Two-time Maryland Hunt Cup winner Buck Jakes – whose racing career included victories on the flat, over hurdles and over timber – was put down Wednesday after a bout with colic. The gray son of Turkoman was 24 and had been a foxhunter and much-loved retiree in Maryland since his racing career ended in 2000.
“You don’t have a clue how much they mean until they end up going away,” said Charlie Fenwick Jr., who trained the Kentucky-bred and cared for him in retirement. “He had been part of the family for 20 years. His racing career was a wonderful time and it was the same way after he retired. He always sort of stood out. If he was out in the field, you saw Jake first. He had a way of carrying his head, he was special.”
Buck Jakes won 18 of his 77 lifetime starts. The first came at Arlington Park in 1990 and he broke his maiden at Keeneland that fall. Three subsequent flat victories came through 1992, when he was sold as a steeplechase prospect. Racing for the Arcadia Stable partnership of Andre Brewster, Skip Cochran and Ike Iglehart, Buck Jakes won twice over hurdles but hinted at timber potential.
“He wasn’t fast enough to win a 2-mile hurdle race and jump well,” Fenwick said. “When you slowed it down, his jumping became bulletproof and he became braver and more courageous.”
Over the longer distances and more demanding fences, he thrived – winning his first two in 1993 and adding two stakes the next season.
Fenwick aimed high and headed for the storied Hunt Cup in 1995. Buck Jakes, with Anne Moran aboard, not only won but set a course record in edging Florida Law by a nose in one of the historic race’s great stretch battles. Buck Jakes added the International Gold Cup and Pennsylvania Hunt Cup that fall – handing eventual timber champion Saluter his only defeat of the year in the former.
Buck Jakes added another Pennsylvania Hunt Cup in 1996, which led to a 1997 campaign that included just two American starts – wins in the Maryland Grand National and Maryland Hunt Cup. Buck Jakes went to England with hopes on an attempt at the fabled Grand National at Aintree, a la Fenwick’s former charge Ben Nevis II (who used American success as a springboard to an upset score, and worldwide acclaim, in the 1980 race). It wasn’t meant to be as Buck Jakes did not adapt to English racing, never beating a horse in four tries over chase fences in 1997 and 1998. He returned to win a third Maryland Grand National in April 1998, but lost his final 10 starts.
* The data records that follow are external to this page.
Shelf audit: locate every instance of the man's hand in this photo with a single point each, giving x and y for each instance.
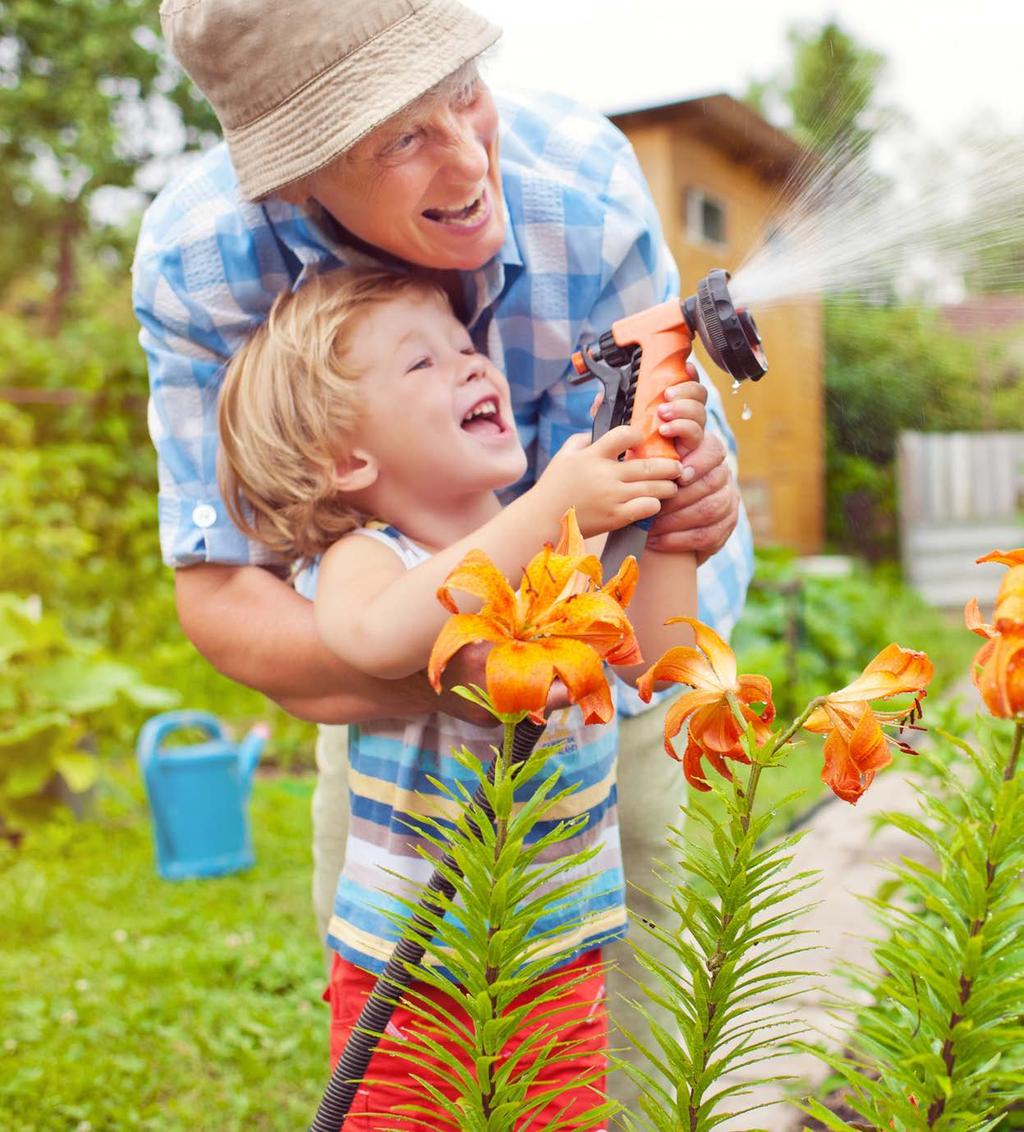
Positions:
(704, 512)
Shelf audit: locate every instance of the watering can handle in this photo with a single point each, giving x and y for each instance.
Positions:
(156, 730)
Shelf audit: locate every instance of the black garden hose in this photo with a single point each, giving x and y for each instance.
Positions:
(351, 1069)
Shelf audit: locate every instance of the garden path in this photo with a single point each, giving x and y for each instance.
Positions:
(843, 845)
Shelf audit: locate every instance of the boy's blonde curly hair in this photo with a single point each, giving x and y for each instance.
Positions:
(290, 409)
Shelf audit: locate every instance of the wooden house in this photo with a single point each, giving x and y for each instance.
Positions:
(716, 170)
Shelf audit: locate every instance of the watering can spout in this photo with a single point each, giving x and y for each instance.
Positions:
(249, 752)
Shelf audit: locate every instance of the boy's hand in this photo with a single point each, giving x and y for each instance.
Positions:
(683, 414)
(605, 491)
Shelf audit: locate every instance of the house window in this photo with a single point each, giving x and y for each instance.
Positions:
(705, 217)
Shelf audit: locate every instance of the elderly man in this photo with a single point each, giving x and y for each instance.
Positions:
(358, 131)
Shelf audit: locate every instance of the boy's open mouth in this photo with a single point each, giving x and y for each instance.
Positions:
(483, 419)
(464, 215)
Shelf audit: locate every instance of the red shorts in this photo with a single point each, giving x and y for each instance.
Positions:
(583, 1021)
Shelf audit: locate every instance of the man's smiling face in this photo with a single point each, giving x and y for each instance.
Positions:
(426, 187)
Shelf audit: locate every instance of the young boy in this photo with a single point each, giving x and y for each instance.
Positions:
(362, 434)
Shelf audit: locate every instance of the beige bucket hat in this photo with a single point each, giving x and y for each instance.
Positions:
(295, 83)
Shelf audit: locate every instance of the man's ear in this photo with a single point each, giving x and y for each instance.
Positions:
(356, 472)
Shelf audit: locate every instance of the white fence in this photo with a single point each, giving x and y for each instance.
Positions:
(961, 495)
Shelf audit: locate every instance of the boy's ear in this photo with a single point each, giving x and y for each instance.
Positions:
(356, 472)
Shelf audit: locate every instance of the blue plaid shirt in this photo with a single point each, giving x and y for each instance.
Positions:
(583, 248)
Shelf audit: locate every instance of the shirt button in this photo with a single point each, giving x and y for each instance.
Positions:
(204, 514)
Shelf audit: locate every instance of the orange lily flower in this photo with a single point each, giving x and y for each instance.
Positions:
(714, 731)
(560, 622)
(857, 747)
(998, 668)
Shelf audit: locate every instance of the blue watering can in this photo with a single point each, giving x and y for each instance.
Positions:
(199, 794)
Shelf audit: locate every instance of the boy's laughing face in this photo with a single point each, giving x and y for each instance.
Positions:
(437, 418)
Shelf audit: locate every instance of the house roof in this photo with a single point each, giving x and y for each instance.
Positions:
(731, 126)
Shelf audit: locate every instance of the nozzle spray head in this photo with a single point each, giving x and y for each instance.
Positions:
(729, 334)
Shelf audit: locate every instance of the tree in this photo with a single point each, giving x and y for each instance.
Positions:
(827, 93)
(88, 91)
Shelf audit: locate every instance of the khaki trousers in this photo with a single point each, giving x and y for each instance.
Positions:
(651, 791)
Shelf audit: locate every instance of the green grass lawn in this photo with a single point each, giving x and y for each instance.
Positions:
(131, 1002)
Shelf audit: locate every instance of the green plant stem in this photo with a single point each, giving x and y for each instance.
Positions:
(1015, 754)
(504, 761)
(948, 1052)
(746, 795)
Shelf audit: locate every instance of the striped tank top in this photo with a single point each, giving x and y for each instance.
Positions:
(392, 763)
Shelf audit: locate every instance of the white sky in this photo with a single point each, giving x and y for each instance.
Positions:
(951, 62)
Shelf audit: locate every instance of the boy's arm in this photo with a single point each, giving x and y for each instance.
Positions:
(667, 588)
(375, 615)
(256, 629)
(371, 611)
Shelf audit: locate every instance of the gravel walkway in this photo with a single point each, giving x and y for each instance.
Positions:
(843, 845)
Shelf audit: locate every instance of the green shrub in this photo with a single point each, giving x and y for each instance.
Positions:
(61, 702)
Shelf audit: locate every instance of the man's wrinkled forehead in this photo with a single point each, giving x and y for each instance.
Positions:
(455, 88)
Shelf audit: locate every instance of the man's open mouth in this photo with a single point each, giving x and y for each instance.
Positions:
(483, 419)
(462, 216)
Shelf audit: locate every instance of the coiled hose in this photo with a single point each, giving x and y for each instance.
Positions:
(349, 1073)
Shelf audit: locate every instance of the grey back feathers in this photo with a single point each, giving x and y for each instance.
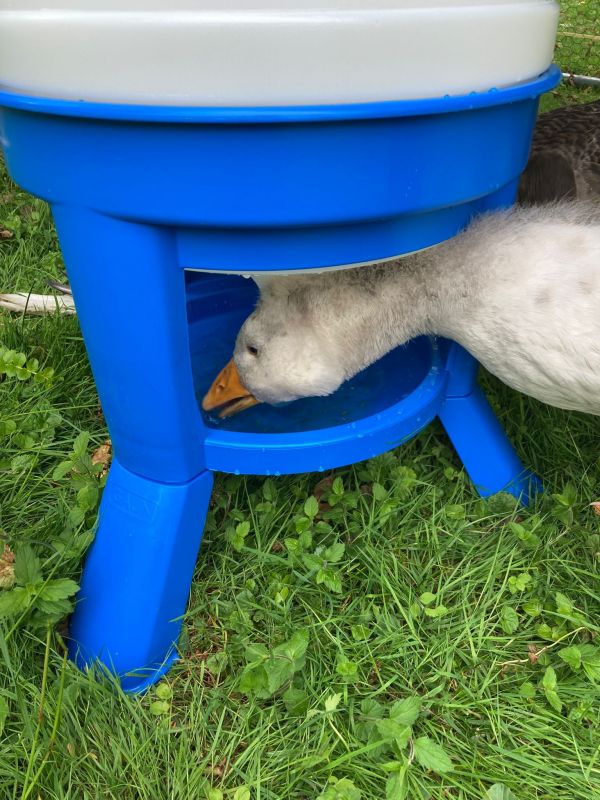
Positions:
(565, 156)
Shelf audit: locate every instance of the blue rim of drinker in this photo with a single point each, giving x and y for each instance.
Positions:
(305, 113)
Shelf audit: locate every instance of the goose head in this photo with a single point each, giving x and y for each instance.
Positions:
(280, 354)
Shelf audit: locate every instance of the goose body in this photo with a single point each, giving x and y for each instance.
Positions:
(565, 156)
(519, 289)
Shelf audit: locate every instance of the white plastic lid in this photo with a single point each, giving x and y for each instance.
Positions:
(270, 52)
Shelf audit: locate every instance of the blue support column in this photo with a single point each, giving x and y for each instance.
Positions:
(478, 437)
(130, 296)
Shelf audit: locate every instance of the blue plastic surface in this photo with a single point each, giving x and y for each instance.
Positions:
(141, 193)
(137, 575)
(306, 190)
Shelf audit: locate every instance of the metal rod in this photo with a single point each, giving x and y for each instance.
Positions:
(581, 80)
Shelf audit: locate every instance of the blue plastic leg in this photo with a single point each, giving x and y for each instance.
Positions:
(130, 295)
(476, 434)
(137, 576)
(484, 449)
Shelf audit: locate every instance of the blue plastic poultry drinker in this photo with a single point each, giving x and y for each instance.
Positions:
(142, 192)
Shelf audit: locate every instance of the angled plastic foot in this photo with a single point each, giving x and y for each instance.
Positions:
(484, 449)
(137, 576)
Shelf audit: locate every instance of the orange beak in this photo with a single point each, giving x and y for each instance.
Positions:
(228, 393)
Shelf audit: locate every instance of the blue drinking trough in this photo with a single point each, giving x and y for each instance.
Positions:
(140, 194)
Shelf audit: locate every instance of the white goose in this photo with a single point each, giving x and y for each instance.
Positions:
(519, 289)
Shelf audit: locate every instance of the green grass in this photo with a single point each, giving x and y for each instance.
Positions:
(513, 590)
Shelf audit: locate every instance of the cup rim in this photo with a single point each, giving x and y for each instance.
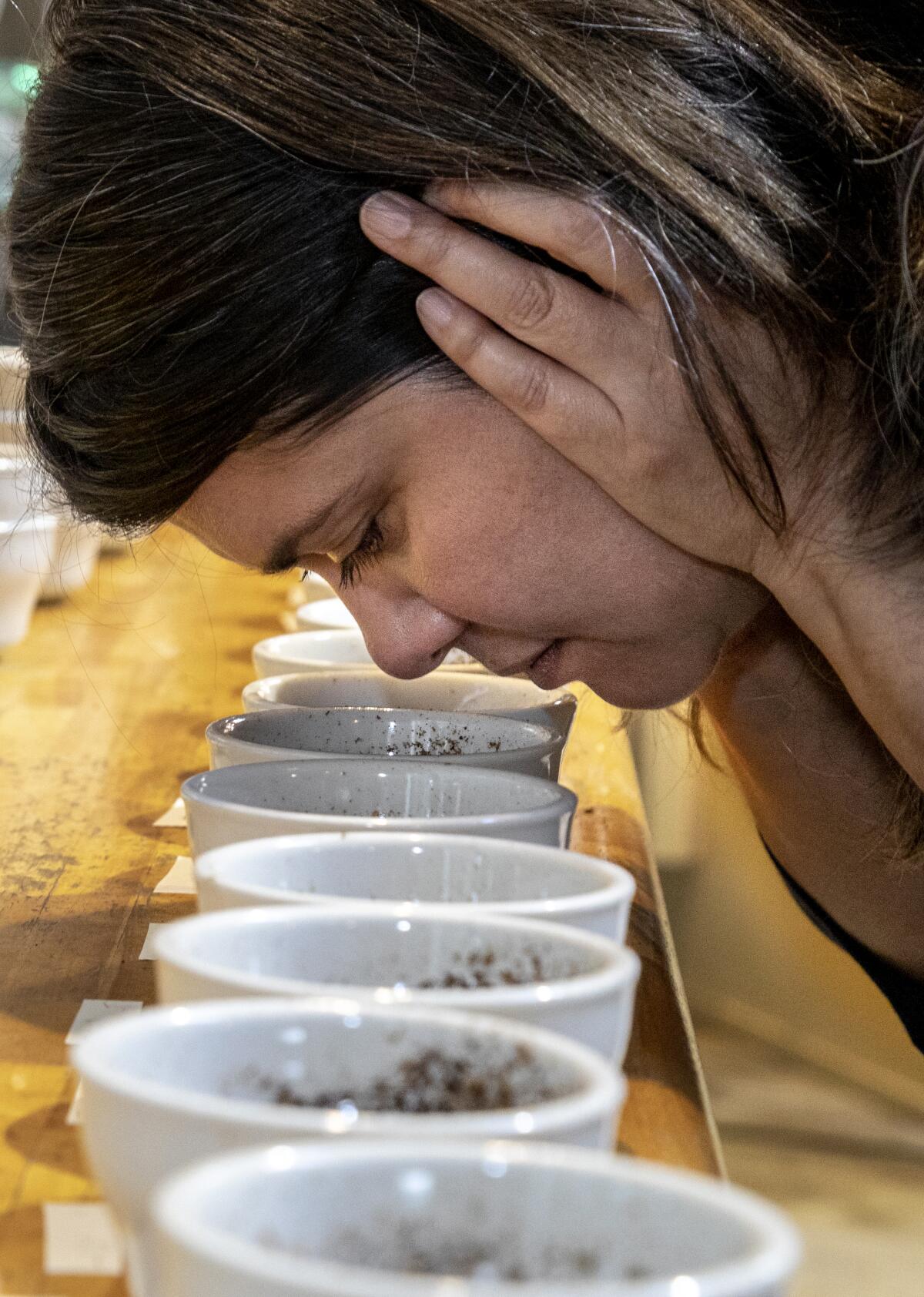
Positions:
(544, 699)
(617, 882)
(557, 800)
(599, 1088)
(28, 521)
(534, 750)
(620, 970)
(776, 1248)
(271, 650)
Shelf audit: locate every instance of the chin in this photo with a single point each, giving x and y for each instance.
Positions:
(647, 680)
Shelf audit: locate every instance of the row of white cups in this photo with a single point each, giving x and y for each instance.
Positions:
(388, 1058)
(45, 553)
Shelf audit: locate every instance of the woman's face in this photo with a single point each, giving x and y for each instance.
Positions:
(490, 541)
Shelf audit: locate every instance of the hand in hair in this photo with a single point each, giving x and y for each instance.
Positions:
(595, 374)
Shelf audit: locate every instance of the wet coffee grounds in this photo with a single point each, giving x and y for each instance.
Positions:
(432, 1082)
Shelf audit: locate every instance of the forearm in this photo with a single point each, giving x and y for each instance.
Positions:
(822, 789)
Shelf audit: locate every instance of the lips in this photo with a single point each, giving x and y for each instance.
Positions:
(523, 669)
(546, 669)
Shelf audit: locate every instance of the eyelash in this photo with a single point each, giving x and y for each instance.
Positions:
(368, 549)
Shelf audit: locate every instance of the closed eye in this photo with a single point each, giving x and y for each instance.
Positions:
(367, 551)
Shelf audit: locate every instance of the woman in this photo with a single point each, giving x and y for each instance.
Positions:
(660, 427)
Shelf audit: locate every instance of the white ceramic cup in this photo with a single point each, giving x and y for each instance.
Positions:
(320, 650)
(169, 1088)
(26, 545)
(75, 557)
(440, 692)
(70, 555)
(547, 974)
(16, 484)
(326, 615)
(455, 690)
(457, 739)
(362, 1219)
(343, 796)
(381, 870)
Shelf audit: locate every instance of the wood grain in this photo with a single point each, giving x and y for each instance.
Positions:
(102, 716)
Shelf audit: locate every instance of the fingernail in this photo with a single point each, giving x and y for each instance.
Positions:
(390, 214)
(436, 307)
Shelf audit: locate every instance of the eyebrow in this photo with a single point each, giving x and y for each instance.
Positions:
(286, 551)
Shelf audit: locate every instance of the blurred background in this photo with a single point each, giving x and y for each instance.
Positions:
(818, 1094)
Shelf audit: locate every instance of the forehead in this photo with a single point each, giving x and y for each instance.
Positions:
(259, 491)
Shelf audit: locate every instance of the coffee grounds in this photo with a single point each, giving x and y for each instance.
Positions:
(433, 1082)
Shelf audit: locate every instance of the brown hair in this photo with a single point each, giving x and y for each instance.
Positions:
(188, 265)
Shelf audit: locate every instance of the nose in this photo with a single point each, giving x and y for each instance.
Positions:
(404, 633)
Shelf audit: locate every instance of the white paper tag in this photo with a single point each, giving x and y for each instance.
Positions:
(98, 1010)
(148, 948)
(174, 817)
(75, 1111)
(81, 1239)
(179, 880)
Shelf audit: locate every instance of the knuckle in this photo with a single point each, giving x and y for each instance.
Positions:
(531, 300)
(533, 390)
(438, 242)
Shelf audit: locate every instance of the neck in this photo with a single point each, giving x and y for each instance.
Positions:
(869, 622)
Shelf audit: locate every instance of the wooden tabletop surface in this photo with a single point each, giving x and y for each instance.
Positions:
(102, 716)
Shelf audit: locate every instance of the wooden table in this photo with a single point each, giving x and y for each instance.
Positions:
(102, 716)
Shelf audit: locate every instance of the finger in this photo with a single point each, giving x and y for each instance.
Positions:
(548, 312)
(571, 414)
(571, 230)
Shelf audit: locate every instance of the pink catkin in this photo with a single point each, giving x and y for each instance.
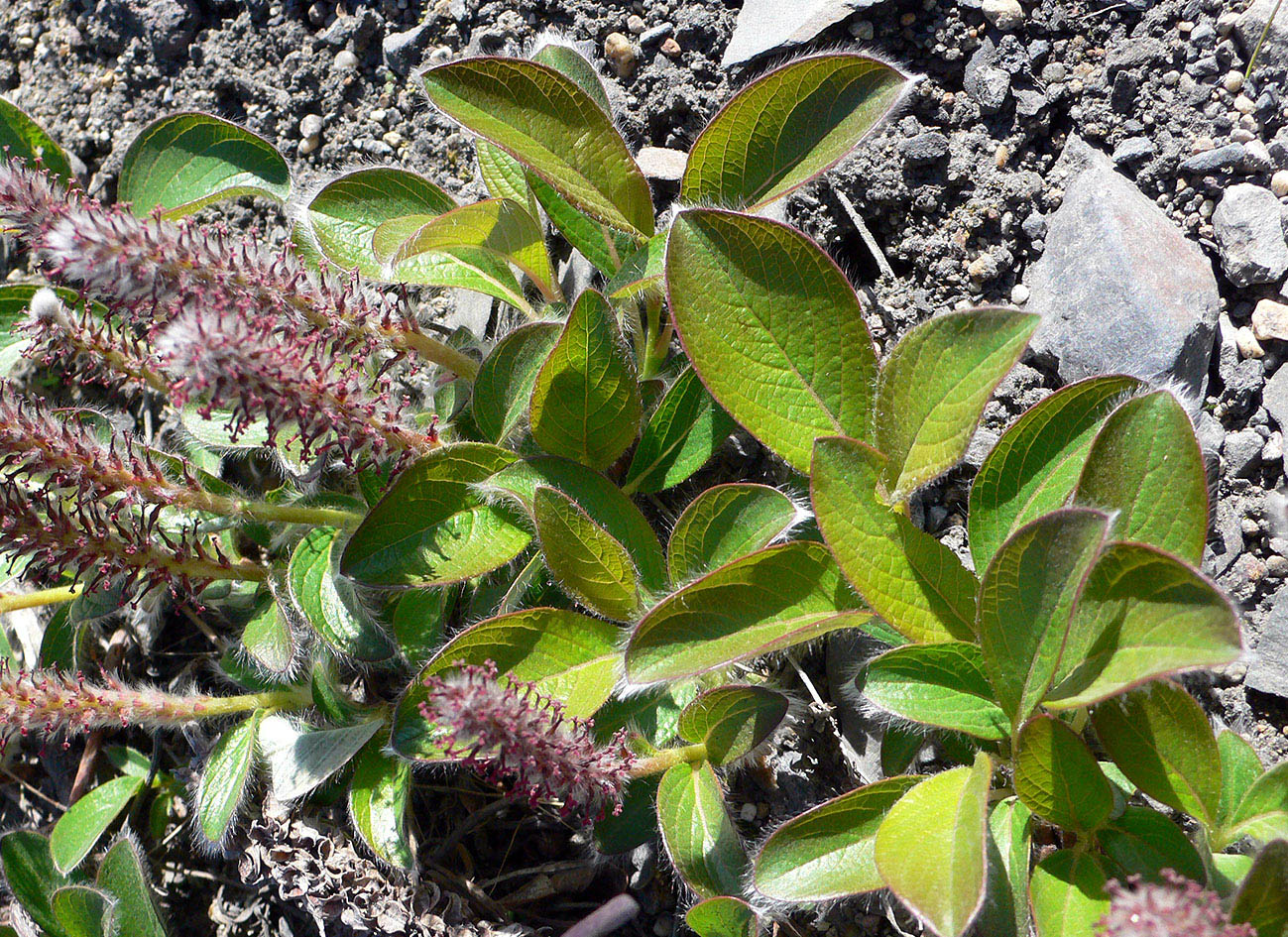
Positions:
(57, 704)
(1172, 907)
(511, 734)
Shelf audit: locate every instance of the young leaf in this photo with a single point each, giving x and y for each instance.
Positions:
(1240, 767)
(697, 832)
(723, 524)
(787, 128)
(931, 850)
(585, 558)
(499, 226)
(680, 437)
(1068, 893)
(1161, 739)
(328, 601)
(909, 579)
(827, 852)
(773, 327)
(299, 760)
(431, 527)
(1262, 898)
(723, 916)
(347, 211)
(86, 820)
(934, 386)
(121, 876)
(188, 160)
(1145, 465)
(1058, 777)
(1142, 614)
(569, 656)
(504, 385)
(1263, 811)
(223, 782)
(599, 498)
(1144, 842)
(25, 140)
(378, 803)
(80, 911)
(937, 684)
(1034, 467)
(769, 601)
(732, 721)
(547, 123)
(585, 403)
(1025, 598)
(1006, 906)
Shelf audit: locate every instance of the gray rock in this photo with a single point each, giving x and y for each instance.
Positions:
(1107, 301)
(1267, 660)
(1249, 26)
(765, 25)
(404, 51)
(985, 81)
(1249, 235)
(1229, 156)
(925, 147)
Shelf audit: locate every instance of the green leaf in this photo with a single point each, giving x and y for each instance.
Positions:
(31, 877)
(223, 782)
(1161, 739)
(1240, 767)
(1263, 811)
(723, 916)
(1006, 907)
(1262, 898)
(433, 527)
(546, 121)
(344, 215)
(1034, 467)
(937, 684)
(1142, 614)
(723, 524)
(378, 803)
(586, 403)
(1025, 600)
(1144, 842)
(499, 226)
(680, 437)
(585, 558)
(569, 656)
(328, 601)
(931, 850)
(773, 327)
(599, 498)
(1058, 777)
(697, 832)
(1068, 893)
(301, 758)
(121, 876)
(827, 852)
(86, 820)
(188, 160)
(80, 911)
(909, 579)
(787, 128)
(769, 601)
(504, 385)
(934, 386)
(732, 721)
(1146, 468)
(25, 140)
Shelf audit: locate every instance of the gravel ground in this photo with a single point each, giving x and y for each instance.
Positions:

Retired in 2000, he left racing with $321,318 in career earnings – more than $258,000 of it over fences.
“We took him to England and it didn’t work,” Fenwick said. “He got ulcers there and I don’t know if he didn’t like the feed or wasn’t comfortable with something but didn’t like any part of it over there. He would have loved the Aintree course though. I think you would have seen even more of that courage and bravery if he got there the way he needed to.”
Buck Jakes was ridden regularly up until the last six months of his life, by Fenwick, his wife Sherry, his children Charlie III, Beth and Emily and others in the hunting field or simply on the farm. Teenager Connor Hankin (born after Buck Jakes started racing) even used the old gray horse to get a feel for steeplechase racing.
“When you’re active for as long as he was, as a racehorse and in retirement, you cross a lot of paths,” said Fenwick. “Jake had a lot of friends. People fell in love with the horse.”